There have been days this year in which I’ve wondered just how worse than average my days have become. As a person with forty-six years of life behind him, there is a lot to compete with: the deaths of people close to me, various breakups, business failures, three years of middle school. Kina, by contrast, has had none of this, and so it’s all the more surprising that yesterday was the best day of Kina’s short life, since so many of her days are, by our standards, outstanding.
While the rest of us have been living in a maelstrom of existential crises, our intrepid publisher has, for the most part, been doted on hand and foot—in part because her parents need somebody in the house to have a reasonably good year, and she claims to be having a good year, as it turns out, which is comforting. We know there are exceptions: the foreshortened first year of school, the second year of school experienced largely over Zoom, a dearth of playdates, less time with grandparents. But here we are, in the last days of 2020; Kina has her first Christmas tree, not one but two karaoke microphones, a selection of warm blankets, a car in which to ride around and nap, and two parents who adore her. On most days, she sees a playground, and we are lucky to be able to feed her a quantity and variety of food that even a hearty adult would find gluttonous. Kina, by most measures, is having the time of her life.

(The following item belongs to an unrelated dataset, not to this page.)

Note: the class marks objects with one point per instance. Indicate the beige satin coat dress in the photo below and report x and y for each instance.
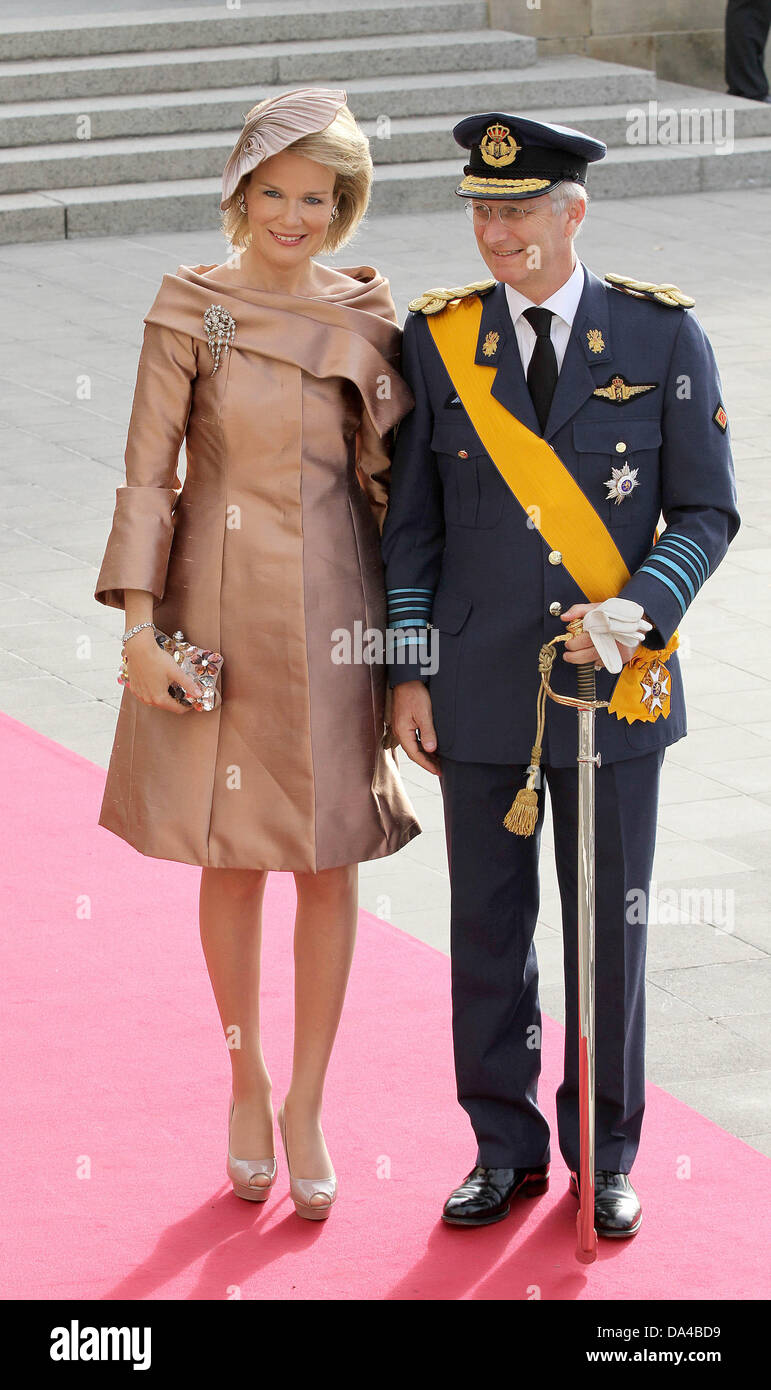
(268, 546)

In some ways, I’m jealous. Imagine if yesterday had been the best day of your life. I suppose her standards are still comparatively low; when you’re only about fifteen hundred days into your life, any given day stands a real chance. She’s had so few truly exceptional days, when I think about the great days I’ve had: falling in love, getting hitched, hearing the Tallis Scholars in Berlin while riding trains solo through Europe, taking a nacho tour with friends, holding Kina for the first time. It stands to reason that a good Caesar salad and an hour in a playground with a trampoline would fly up the ratings, day-in-the-life wise.